Le plan "Bordeaux", mis en oeuvre depuis 2 ans

· Consciente de la nécessité de la réforme, la filière bordelaise se bat, avec ses parlementaires, pour obtenir de l’Etat les évolutions indispensables, proposant même d’expérimenter en Gironde ce que le système de gestion de la viticulture française, à la fois centralisé, rigide et obsolète, refuse de toutes ses forces. Aujourd’hui, la tension largement prévisible depuis des mois conduit à une urgence dont il n’est pas assuré qu’elle soit bonne conseillère.

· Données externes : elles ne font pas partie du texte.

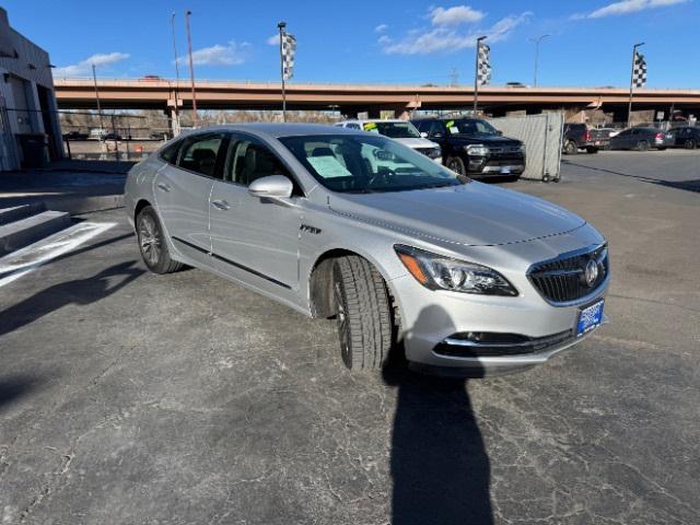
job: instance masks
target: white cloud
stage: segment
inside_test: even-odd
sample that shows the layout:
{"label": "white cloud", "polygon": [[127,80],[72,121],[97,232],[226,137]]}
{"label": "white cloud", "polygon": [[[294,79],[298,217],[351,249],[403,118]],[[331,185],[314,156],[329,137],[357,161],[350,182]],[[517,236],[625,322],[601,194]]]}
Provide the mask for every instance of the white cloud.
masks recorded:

· Les représentants de la filière bordelaise proposent à la critique des autres régions de France le « Plan Bordeaux », et les appellent à s’unir pour parvenir ensemble aux réformes qui donneront à notre secteur les moyens d’équilibrer qualitativement et quantitativement leur marché.
· En ce qui concerne la distillation, il n’est pas inutile d’insister sur le fait que Bordeaux a financé un complément de distillation pour 185 000 hectolitres, sans aucune aide de l’Etat. En ce qui concerne l’arrachage, les viticulteurs et les négociants de Bordeaux rembourseront un emprunt de 60 millions d’euros, dont nous avons su le 21 décembre 2005, à l’issue du débat parlementaire, qu’il serait cautionné. A un moment où des critiques pleuvent sur les faibles résultats obtenus, la justice voudrait qu’il soit fait crédit à Bordeaux de ne pas abuser des fonds publics.

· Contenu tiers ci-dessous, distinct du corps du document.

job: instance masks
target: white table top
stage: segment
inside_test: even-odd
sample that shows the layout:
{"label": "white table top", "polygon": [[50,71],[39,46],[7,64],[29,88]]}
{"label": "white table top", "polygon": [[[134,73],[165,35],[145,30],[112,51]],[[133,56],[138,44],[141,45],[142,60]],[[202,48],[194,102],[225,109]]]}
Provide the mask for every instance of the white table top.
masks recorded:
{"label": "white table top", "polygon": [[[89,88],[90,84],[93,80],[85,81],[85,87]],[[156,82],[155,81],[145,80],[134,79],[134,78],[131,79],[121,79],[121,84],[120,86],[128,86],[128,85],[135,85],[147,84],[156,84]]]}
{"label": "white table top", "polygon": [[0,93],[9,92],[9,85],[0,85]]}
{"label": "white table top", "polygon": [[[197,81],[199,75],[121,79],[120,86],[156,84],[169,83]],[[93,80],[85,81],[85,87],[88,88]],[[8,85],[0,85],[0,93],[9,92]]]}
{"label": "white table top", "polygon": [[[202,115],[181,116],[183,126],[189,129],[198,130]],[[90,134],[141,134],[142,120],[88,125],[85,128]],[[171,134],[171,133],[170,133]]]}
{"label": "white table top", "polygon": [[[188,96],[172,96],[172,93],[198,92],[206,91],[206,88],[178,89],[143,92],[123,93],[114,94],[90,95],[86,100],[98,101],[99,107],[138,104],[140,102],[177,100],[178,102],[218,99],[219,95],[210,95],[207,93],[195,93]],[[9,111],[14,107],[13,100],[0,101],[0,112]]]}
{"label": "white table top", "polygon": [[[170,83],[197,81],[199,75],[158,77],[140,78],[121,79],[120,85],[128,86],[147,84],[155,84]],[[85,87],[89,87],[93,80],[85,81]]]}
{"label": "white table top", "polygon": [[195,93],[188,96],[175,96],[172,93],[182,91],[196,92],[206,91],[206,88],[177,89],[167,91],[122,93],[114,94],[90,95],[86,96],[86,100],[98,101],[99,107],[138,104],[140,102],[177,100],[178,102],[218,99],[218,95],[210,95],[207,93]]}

· Le rééquilibrage du marché passe d’abord par une vérification systématique du respect des conditions de production dans toutes les régions : après tout, il s’agit de l’application de décrets de la République. Il passe ensuite par le contrôle qualitatif de tous les lots de vins commercialisés par la viticulture et par le négoce. Ce contrôle pourrait être effectué et financé par les interprofessions placées sous la tutelle de l’Etat. Nous sommes las des palabres sur la réforme de l’agrément : laissons ce feuilleton de côté et passons directement au contrôle des vins achetés réellement par les consommateurs. Enfin, la mise en bouteille dans la région de production est une nécessité pour les AOC : ceci évitera, en tout cas pour Bordeaux, de voir son image sérieusement écornée par des opérateurs peu scrupuleux. Ces trois mesures peuvent être décidées dès cette année et elles ne coûteront rien à l’Etat.

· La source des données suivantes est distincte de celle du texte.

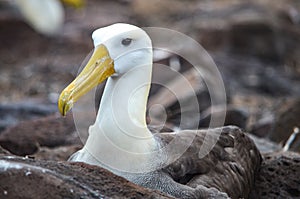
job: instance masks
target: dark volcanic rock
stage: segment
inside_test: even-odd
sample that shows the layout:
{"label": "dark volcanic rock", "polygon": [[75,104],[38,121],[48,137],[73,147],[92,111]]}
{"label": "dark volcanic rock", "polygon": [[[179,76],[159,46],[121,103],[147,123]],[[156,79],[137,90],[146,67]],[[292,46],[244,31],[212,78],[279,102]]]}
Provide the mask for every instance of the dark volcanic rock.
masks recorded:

· Par ailleurs, il ne saurait y avoir de saine gestion de nos régions viticoles, sans des outils de pilotage efficaces. Or, curieusement, au moment où la Loi d’Orientation, votée en 2005, renforce les interprofessions et les organisations qui les composent, des comités de « sages » se créent dans chaque région viticole, et fragilisent un dispositif institutionnel qu’il faudrait au contraire renforcer. Nous demandons donc que les interprofessions puissent assurer la transparence du marché par l’enregistrement obligatoire de l’ensemble des transactions en vrac et en bouteille. Le dispositif de la réserve, inscrit dans l’OCM viticole, doit devenir l’instrument de la mise en marché, instrument auquel sera subordonnée la délivrance des certificats d’agrément par l’INAO. Comment envisager l’avenir de nos vignobles respectifs, sans élaborer un plan quinquennal prospectif en relation avec la collectivité régionale et l’ONIVINS ? Enfin, le « Plan Bordeaux » suggérait une plus grande flexibilité réglementaire, toujours refusée, sauf pour nos heureux concurrents, et pourquoi pas demain, suprême audace, le droit d’acheter du raisin pour les exploitants qui le souhaitent.